Dorlan Goch
2019-09-25
Dorlan Goch is one of Portmeirion’s largest self-catering cottages, sleeping up to nine people. But few visitors actually know much about this spacious 1930s property.
Portmeirion creator Clough Williams-Ellis planned a building on the grounds situated outside of the main village as a residence for (Joseph) Peter Thorp in the 1930s. Cwt Gwyn, or the White Cottage as it was then known, was built for Peter Thorp, a writer and typographer, and his wife Helen, an artist. They took up residence here in 1937 and lived at the property until the 1950s.

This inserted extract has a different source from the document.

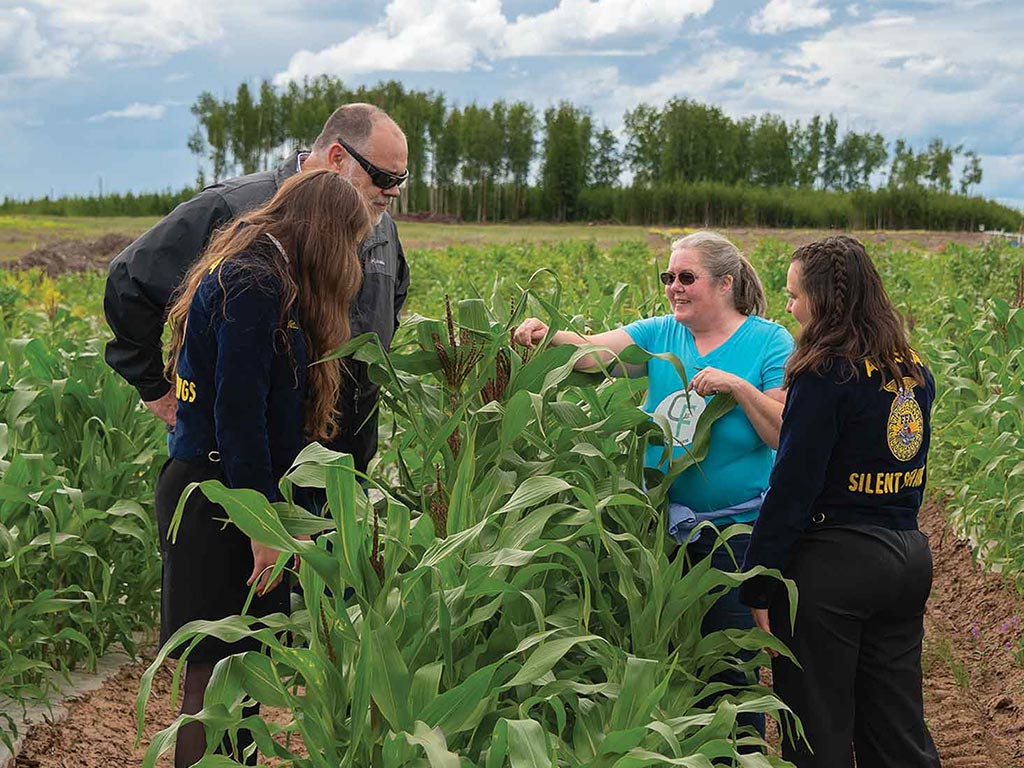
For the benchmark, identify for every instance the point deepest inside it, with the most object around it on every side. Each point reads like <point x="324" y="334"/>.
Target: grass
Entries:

The property was occupied by the Eastwood family from the late 1960s into the 1970s. Bill and Dorothy Eastwood leased the property where they lived with their four children. Their daughter Catherine is a source of much of our knowledge about the cottage, communicating regularly with Portmeirion’s Collections Manager, Rachel Hunt. It was during this time that Bill Eastwood developed and started the Quarry Tours at the Llechwedd Slate Caverns in Bleanau Ffestiniog. Clough was a shareholder in the slate caverns, and some of his ancestors are members of the board of directors to this day.
Following the Eastwood family’s tenancy, Michael Trevor-Williams, Portmeirion Hotel manager from the mid-1950s until after Clough’s death in 1978, took up residence at the White Cottage with his partner Michael Lane. But by the late 1970s, Clough’s grandson and current Managing Director of Portmeirion Robin Llywelyn, took the White Cottage as his personal residence. It was at this point that Robin began looking at historical names for the property. Robin writes, “There was a farmhouse called Dorlan Goch in the field during the time of the Tithe Maps with a garden close to the shore. The house was called Dorlan Goch after the name of the field, which is full of bracken and hence red in the autumn. The stones from this old farmhouse had been used to build Cwt Gwyn, and so we have used the name Dorlan Goch ever since.
Robin and his family lived at Dorlan Goch until 2017 and it was available as a holiday let from 2018. Many rooms boast superb views over the Dwyryd estuary. There are many original artworks in Dorlan Goch. Some of Susan Williams-Ellis’s rare oil paintings of rockpools can be found here. Susan and her husband Euan founded the Portmeirion Pottery business in 1962. Euan was also an amateur painter and most of the original artworks throughout the cottage were painted by him.